Foundation Program Sites

Frequently Asked Questions

Q: Why is CBDR housed within the Foundation for Health Care Quality (FHCQ)?

A: FHCQ’s independent, neutral nonprofit status strengthens the credibility of CBDR data.

When community birth data is housed within organizations that are explicitly pro-midwifery or pro-community birth, publishers and policymakers may perceive the data as less objective. This can create barriers to publication and limit the ability to use the data to inform policy change.

CBDR’s affiliation with FHCQ helps safeguard against this challenge—making it more likely that community birth data will be published, cited, and used to advance evidence-based policy.

Q: How do I know that CBDR is midwifery-centered and understands my work and my needs?

A: CBDR is led by midwives, for midwives.

The registry is co-led by Melissa Cheyney and Marit Bovbjerg—leaders in midwifery-led data collection whose work many in the community already
know and trust.

CBDR was built by midwives who understand the realities of practice. Recognizing that data entry is unpaid labor, the team designed the registry to
collect data that is meaningful for research and quality improvement without creating unnecessary burden.
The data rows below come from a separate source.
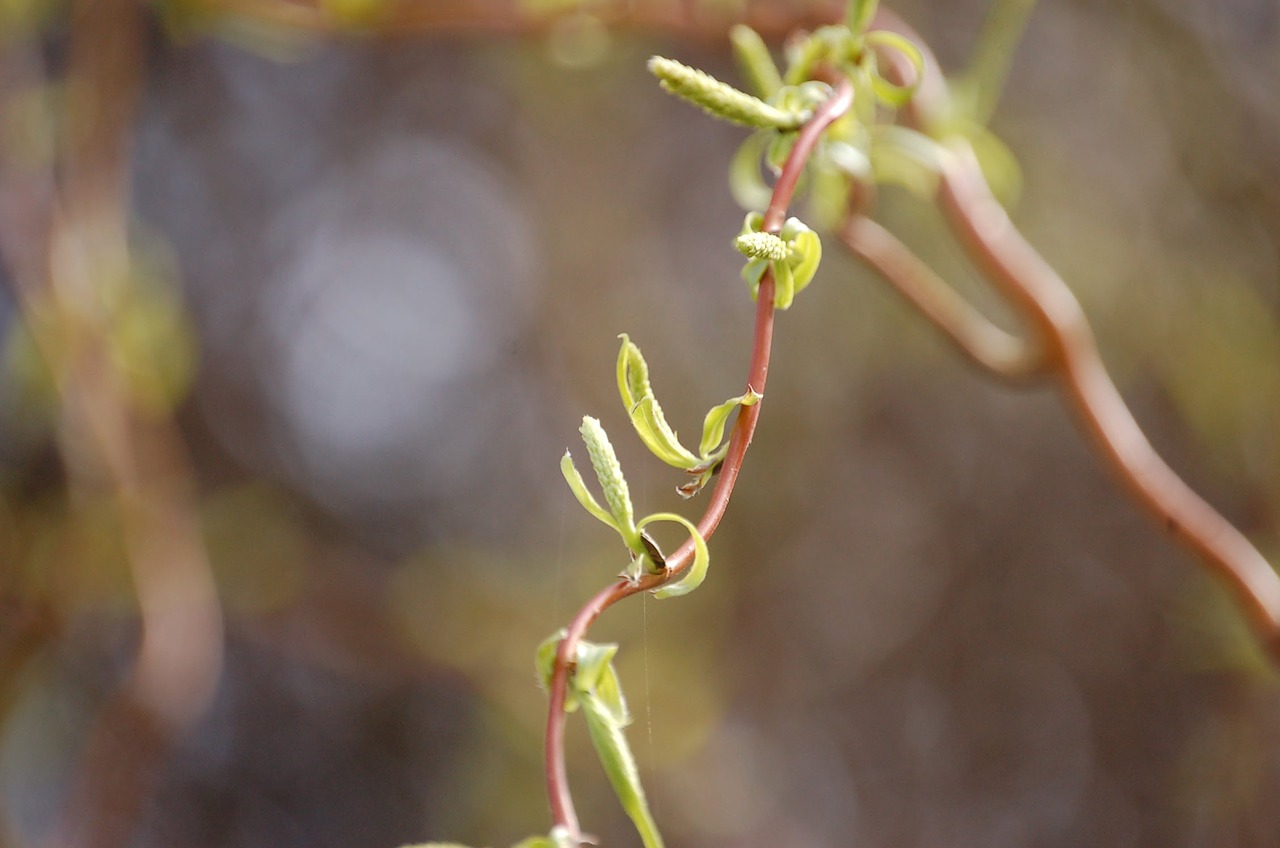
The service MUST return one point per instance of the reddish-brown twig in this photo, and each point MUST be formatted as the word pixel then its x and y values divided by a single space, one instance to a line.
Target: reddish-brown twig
pixel 1068 352
pixel 557 779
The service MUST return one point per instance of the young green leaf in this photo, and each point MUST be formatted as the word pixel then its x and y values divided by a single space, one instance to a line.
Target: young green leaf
pixel 805 251
pixel 535 842
pixel 544 665
pixel 593 659
pixel 745 182
pixel 887 92
pixel 643 407
pixel 584 496
pixel 713 424
pixel 784 285
pixel 720 99
pixel 702 557
pixel 595 676
pixel 860 14
pixel 620 766
pixel 754 60
pixel 608 472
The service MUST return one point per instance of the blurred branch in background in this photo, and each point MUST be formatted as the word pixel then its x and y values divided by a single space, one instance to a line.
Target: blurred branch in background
pixel 109 343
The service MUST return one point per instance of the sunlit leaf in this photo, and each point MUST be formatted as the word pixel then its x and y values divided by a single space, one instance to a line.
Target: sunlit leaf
pixel 696 571
pixel 860 14
pixel 620 767
pixel 608 472
pixel 888 92
pixel 584 496
pixel 745 181
pixel 754 60
pixel 713 424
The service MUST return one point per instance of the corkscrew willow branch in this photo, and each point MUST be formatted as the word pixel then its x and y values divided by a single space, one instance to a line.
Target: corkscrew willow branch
pixel 557 780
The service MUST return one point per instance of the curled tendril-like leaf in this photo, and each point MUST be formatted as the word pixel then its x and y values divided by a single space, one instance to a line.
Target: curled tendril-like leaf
pixel 906 158
pixel 608 472
pixel 792 272
pixel 636 392
pixel 744 172
pixel 720 99
pixel 713 424
pixel 754 60
pixel 887 92
pixel 643 407
pixel 702 557
pixel 620 767
pixel 594 685
pixel 860 14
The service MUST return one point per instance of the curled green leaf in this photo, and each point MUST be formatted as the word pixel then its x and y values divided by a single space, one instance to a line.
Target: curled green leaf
pixel 594 662
pixel 620 767
pixel 906 158
pixel 754 60
pixel 745 182
pixel 805 252
pixel 698 568
pixel 643 407
pixel 784 285
pixel 792 270
pixel 860 14
pixel 713 424
pixel 584 496
pixel 608 472
pixel 544 666
pixel 887 92
pixel 720 99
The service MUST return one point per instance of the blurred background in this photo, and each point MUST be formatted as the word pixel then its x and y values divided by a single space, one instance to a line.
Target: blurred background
pixel 302 305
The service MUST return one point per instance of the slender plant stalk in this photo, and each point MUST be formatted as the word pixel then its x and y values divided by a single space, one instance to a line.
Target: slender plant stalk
pixel 1070 356
pixel 972 332
pixel 557 779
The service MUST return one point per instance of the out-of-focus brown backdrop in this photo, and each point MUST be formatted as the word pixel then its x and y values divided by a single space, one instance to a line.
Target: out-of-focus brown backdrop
pixel 402 264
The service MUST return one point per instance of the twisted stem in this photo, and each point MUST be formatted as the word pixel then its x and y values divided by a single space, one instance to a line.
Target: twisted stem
pixel 557 779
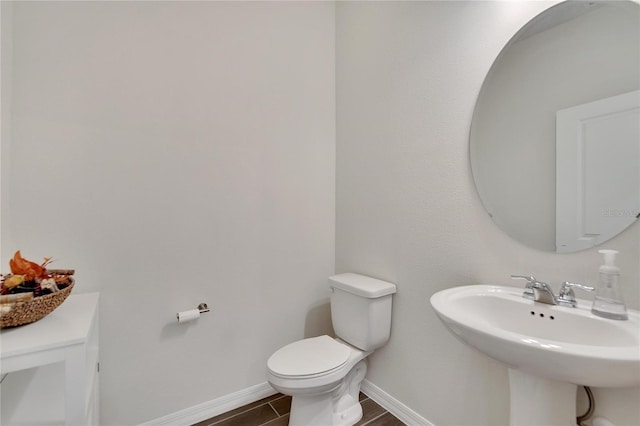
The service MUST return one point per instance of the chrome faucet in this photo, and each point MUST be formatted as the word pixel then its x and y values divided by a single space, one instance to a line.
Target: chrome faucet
pixel 566 295
pixel 541 292
pixel 536 290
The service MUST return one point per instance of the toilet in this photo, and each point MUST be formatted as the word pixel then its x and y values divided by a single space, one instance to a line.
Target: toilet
pixel 323 374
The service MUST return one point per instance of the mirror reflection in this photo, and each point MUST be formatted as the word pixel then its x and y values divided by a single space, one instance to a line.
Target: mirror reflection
pixel 555 136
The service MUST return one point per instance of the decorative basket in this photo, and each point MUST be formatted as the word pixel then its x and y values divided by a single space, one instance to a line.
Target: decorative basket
pixel 35 309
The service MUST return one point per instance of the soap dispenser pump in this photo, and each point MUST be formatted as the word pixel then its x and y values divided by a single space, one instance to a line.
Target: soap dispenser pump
pixel 608 302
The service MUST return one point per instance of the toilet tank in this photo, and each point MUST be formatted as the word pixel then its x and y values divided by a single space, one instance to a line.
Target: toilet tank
pixel 361 310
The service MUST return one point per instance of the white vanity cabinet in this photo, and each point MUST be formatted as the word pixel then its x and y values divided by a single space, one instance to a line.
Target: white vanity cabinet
pixel 52 367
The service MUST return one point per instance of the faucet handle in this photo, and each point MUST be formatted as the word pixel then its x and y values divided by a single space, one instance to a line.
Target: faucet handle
pixel 531 280
pixel 567 296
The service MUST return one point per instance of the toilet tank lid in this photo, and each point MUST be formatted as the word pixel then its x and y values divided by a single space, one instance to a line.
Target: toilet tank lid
pixel 361 285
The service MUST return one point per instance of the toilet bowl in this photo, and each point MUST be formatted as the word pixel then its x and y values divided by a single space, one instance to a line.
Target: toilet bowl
pixel 323 374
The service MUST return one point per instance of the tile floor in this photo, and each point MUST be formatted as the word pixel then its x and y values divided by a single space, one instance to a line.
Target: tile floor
pixel 274 411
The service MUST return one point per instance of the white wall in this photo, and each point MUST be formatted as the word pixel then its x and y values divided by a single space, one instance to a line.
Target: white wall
pixel 408 74
pixel 175 153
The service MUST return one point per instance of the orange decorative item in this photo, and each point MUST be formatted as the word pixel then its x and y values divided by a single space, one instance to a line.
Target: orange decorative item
pixel 31 270
pixel 32 291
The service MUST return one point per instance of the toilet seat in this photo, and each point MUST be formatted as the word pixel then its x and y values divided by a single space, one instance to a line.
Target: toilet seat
pixel 309 358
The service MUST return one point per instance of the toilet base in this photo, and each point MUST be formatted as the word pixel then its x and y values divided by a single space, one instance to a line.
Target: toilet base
pixel 338 407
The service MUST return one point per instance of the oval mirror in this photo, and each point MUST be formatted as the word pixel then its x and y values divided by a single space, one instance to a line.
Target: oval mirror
pixel 555 135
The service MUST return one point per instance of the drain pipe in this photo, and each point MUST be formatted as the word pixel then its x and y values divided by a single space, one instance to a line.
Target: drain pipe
pixel 592 407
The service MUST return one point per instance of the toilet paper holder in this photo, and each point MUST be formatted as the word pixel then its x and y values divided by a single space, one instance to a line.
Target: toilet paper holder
pixel 202 308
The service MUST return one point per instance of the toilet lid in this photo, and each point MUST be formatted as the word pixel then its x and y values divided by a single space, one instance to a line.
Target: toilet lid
pixel 308 357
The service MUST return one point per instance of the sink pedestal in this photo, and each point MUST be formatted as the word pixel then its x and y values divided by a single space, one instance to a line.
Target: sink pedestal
pixel 536 401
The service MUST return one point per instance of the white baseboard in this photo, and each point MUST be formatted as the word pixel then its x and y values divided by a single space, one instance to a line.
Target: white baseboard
pixel 399 410
pixel 215 407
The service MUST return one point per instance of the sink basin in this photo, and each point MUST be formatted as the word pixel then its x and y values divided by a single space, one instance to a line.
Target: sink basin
pixel 549 349
pixel 557 342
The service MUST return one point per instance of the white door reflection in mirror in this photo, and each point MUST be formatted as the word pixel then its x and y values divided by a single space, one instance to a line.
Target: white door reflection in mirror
pixel 597 170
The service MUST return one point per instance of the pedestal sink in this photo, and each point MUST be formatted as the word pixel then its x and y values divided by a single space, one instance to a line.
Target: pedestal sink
pixel 548 349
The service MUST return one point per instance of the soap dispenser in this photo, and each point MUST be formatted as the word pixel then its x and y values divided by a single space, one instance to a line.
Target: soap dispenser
pixel 608 302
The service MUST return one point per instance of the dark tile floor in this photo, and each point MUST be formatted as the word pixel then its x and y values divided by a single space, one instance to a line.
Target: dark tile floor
pixel 274 411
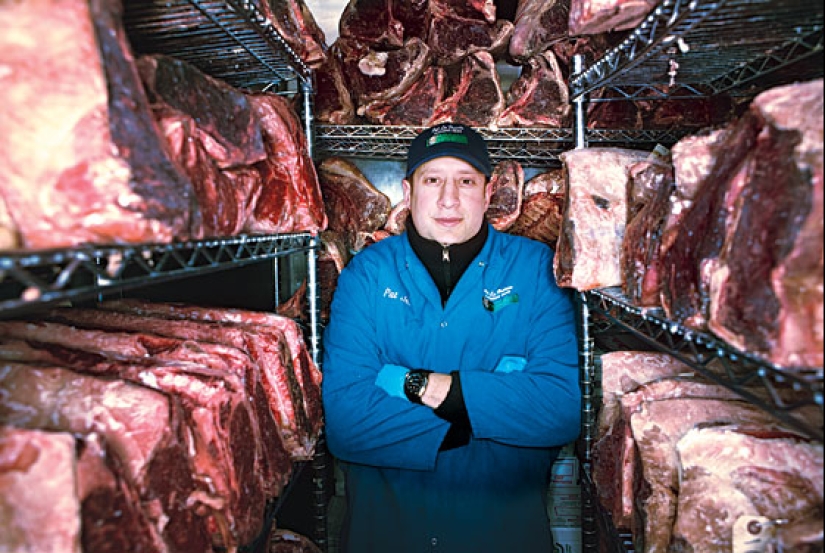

Member support is also midwifery-centered. CBDR’s full-time Program Manager and Data Doula, Akane Sugimoto Storey, is a trained midwife and
former birth center director who understands both clinical workflows and operational realities.

Q: Will CBDR participation be affordable for me?

A: Yes. CBDR was intentionally designed to be affordable for practices of all sizes.

Membership fees are set on a sliding scale aligned with the volume of your practice. Through grant funding that supports database development and
staffing, member fees cover only data storage—$4.50 to store a complete course of care in perpetuity for research.

The CBDR team continues to pursue grant funding with the goal of making participation fully subsidized in the future.